Jake Conway, Alexander Lex & Nils Gehlenborg have made an R package called UpSetR which, as the name suggests, puts on an iron shirt and chases the devil out of Eart’. The devil in this case being Venn diagrams. Invariably, when people want to count up combinations of stuff, they end up hand-bodging some crappy diagram that isn’t even a real Venn. They use powerpoint or some other diabolical tool. Now you can do better in R.
All I’m going to do this week I point you to Andy Kirk’s blog. He’s considering bivariate choropleth maps. You what? Each region has two variables. Maybe one gets encoded as hue and the other saturation. No way. Yes way, and it’s not necessarily the train wreck you’d imagine. Check them out.

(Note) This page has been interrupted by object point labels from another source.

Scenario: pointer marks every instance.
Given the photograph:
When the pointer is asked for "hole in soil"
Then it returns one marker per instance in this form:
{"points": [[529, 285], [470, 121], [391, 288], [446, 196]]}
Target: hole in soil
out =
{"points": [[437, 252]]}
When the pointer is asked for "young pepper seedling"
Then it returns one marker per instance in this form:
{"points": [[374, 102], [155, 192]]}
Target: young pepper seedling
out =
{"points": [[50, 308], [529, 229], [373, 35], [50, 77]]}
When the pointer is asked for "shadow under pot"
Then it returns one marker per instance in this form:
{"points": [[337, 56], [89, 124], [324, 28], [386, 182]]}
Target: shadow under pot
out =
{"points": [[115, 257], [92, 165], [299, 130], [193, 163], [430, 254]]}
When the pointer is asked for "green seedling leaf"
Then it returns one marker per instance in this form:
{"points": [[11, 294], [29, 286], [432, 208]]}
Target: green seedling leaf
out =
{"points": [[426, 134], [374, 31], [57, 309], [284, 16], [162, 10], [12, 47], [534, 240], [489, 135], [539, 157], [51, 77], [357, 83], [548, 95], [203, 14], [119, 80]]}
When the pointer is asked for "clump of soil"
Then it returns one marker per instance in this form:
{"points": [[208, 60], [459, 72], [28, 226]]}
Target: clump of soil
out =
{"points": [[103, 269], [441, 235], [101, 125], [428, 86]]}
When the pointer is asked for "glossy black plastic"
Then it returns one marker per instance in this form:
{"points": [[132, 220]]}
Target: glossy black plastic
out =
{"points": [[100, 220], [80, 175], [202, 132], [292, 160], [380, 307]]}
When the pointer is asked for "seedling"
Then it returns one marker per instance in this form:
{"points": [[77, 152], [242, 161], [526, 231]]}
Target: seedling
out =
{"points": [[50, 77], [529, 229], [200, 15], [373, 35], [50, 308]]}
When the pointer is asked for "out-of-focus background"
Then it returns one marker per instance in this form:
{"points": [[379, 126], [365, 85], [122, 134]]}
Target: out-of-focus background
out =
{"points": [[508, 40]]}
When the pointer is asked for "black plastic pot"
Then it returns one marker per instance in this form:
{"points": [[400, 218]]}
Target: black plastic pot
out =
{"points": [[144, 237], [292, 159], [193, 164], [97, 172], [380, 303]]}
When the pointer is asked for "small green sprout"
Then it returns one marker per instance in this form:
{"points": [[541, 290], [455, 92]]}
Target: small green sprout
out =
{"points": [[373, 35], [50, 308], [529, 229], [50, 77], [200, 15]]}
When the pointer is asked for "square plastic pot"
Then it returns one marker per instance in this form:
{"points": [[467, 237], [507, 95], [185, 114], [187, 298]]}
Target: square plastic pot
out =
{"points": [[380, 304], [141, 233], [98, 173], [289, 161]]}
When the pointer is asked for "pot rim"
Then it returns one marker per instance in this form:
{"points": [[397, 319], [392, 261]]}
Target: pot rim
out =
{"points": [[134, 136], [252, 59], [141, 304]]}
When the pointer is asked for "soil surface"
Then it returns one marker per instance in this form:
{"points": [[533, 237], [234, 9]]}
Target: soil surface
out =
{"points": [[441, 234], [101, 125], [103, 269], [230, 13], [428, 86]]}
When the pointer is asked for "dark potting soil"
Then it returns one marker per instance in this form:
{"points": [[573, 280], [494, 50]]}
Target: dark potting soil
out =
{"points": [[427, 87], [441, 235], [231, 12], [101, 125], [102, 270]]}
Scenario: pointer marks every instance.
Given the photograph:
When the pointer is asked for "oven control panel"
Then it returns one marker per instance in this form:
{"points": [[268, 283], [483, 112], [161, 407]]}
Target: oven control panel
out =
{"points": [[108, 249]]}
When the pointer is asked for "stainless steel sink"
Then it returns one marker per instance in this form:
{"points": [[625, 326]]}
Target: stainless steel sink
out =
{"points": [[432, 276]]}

Of course, by superimposing objects rather than colouring in (because colour is, you know, so beguiling as a visual parameter to mess around with, yet so poorly perceived), people have been doing this for ages. Bertin’s much-quoted and less-read book has many such examples, which mostly fall flat in my view. As he wrote: “It is the designer’s duty … to flirt with ambiguity without succumbing to it”. Bof!
I have been writing a book review of Efron & Hastie’s CASI for Significance magazine. Here’s a tangential half page I wrote but didn’t include.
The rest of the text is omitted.